Partindo das motivações interiores de Crime e castigo (1866), um dos mais célebres romances do escritor russo Fiódor M. Dostoievski, o realizador brasileiro Heitor Dhalia revela uma surpreendente mão cinematográfica, em sua estréia como diretor em Nina (2004), ao ousar captar a atmosfera subterrânea e soturna das narrativas dostoievskianas. Dhalia toma muitas liberdades no roteiro que adapta o universo russo do século XIX para as amedrontadoras e surrealistas ruas paulistanas do século XXI; como o próprio cineasta define, trata-se duma paráfrase, não duma adaptação, isto é, mantém-se a essência dos motivos, os episódios acabam por interessar pouco. Há muitos anos o finlandês Aki Kaurismaki rodou sua paráfrase contemporânea de Crime e castigo (1983), em que havia uma testemunha do crime a qual conduzia o jogo ético; em Dostoievski a testemunha é morta juntamente com a primeira vítima, em Kaurismaki esta testemunha sobrevive para cutucar a culpa da personagem, em Dhalia não há simplesmente testemunha.

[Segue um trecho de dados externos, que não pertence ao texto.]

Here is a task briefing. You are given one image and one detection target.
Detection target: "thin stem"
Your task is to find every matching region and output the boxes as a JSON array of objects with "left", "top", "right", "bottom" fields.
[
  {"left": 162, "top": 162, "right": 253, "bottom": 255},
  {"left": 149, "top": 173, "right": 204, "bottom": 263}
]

Um dos elementos-chave da construção do clima de pesadelo da película é a fotografia a cores de José Roberto Eliezer, o mesmo que, em A dona da história (2004), de Daniel Filho, exibia uma luz aberta e extrovertida, tão carioca quanto possível, tão suave e paparicante quanto convinha. Em Nina Eliezer apresenta um trabalho desfocado, desglamurizado, opressivo em suas características sombrias, fechado, ameaçadoramente interior. A riqueza da montagem, com a articulação dos cruzamentos de planos (primeiros planos, planos gerais, angulações repuxadas, lentes deformantes como a de uma personagem-homem que late como um cão, planos-labirinto de movimentos inquietos e perturbadores), complementa esta fotografia que, por uma sutileza notável, transforma suas cores (o filme é mesmo a cores) numa proximidade do preto-e-branco expressionista (o citado filme de Kaurismaki buscava esse mesmo tom visual; seria Dostoievski um pré-expressionista?).

Roteirizado pelo diretor e por Marçal Aquino (o mesmo de O invasor, 2001, novela que gerou o filme de Beto Brant), Nina é bem a materialização estética de um Dostoievski pós-moderno, cheio de cor (ainda que opaca) e fúria (ainda que impotente) em busca dum sentido que nunca chega. A constante miséria da criatura de Guta Stresser, em desempenho inesperadamente extraordinário, e seu confronto com a velha perversa vivida com admirável precisão por Myriam Muniz vão gerar um desconforto no espectador que nenhum filme brasileiro recente logra impor; a cena em que um bando de velhos, da porta de seus apartamentos, olha acusadoramente para a garota é um instante ímpar de cinema, que evoca o espanhol Luis Buñuel e polonês Roman Polanski em seus momentos de pura perversidade.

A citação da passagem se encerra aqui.